A partir de là, il ne fut plus capable de détacher son regard d'elle quand bien même on lui avait enseigné dès l'enfance qu'il était impoli de fixer ainsi les gens. Il ne pouvait tout bonnement pas s'en empêcher. C'était un sentiment étrange, renversant qu'il n'avait jamais connu avec d'autres personnes, comme si quelqu'un avait appuyé sur un interrupteur niché entre ses organes. Pour la première fois depuis des semaines, depuis qu'Ambre était partie, il se sentait bien.

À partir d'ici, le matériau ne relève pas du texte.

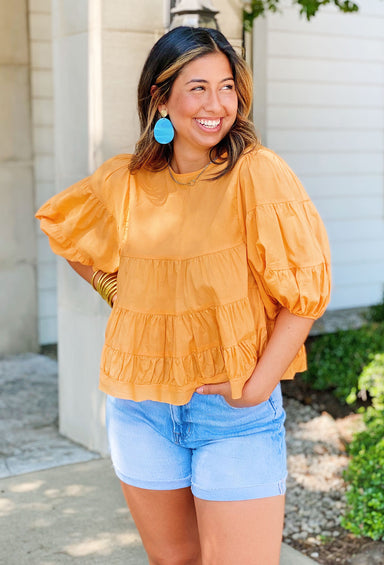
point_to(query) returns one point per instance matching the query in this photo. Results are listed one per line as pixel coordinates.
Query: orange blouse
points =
(203, 269)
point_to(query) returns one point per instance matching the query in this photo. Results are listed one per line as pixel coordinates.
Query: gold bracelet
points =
(93, 278)
(106, 286)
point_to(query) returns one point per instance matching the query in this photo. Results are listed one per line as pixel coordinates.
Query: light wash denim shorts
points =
(221, 452)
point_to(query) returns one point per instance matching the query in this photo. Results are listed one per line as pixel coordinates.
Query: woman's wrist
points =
(106, 285)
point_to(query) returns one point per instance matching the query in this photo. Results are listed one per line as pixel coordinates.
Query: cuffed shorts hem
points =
(154, 485)
(238, 493)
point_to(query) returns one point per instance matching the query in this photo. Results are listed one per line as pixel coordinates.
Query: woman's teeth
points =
(209, 123)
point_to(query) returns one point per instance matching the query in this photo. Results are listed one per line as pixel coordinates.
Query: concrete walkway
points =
(74, 514)
(59, 502)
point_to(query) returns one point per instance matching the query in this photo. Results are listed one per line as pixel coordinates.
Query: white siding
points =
(40, 37)
(323, 110)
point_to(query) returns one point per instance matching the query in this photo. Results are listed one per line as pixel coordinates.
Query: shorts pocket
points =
(268, 405)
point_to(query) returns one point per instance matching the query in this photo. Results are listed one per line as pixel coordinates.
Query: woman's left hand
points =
(248, 398)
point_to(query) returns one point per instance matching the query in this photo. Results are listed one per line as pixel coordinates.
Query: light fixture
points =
(194, 13)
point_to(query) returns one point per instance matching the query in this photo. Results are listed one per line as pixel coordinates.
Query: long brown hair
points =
(168, 56)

Complet, entier. Plus qu'il ne l'avait jamais été. Car c'était elle, forcément. Ça ne pouvait décemment qu'être elle.
Nova qui n'était encore au courant de rien alors et qui s'apprêtait à voir les secrets de son passé exposés devant une poignée d'étrangers. Incapable de décoller son regard d'elle quand bien même elle était visiblement suffisamment mal-à-l'aise sans qu'il n'en rajoute, Oscar n'ouvrit quasiment pas la bouche ce jour-là. Ses lèvres demeurèrent scellées, toute son attention rivée sur sa sœur jumelle retrouvée. Il y avait quelque chose de presque irréelle dans cet instant, une crainte latente que Nova ne soit rien de moins qu'un mirage, une illusion. Et pourtant elle était réelle, indéniablement.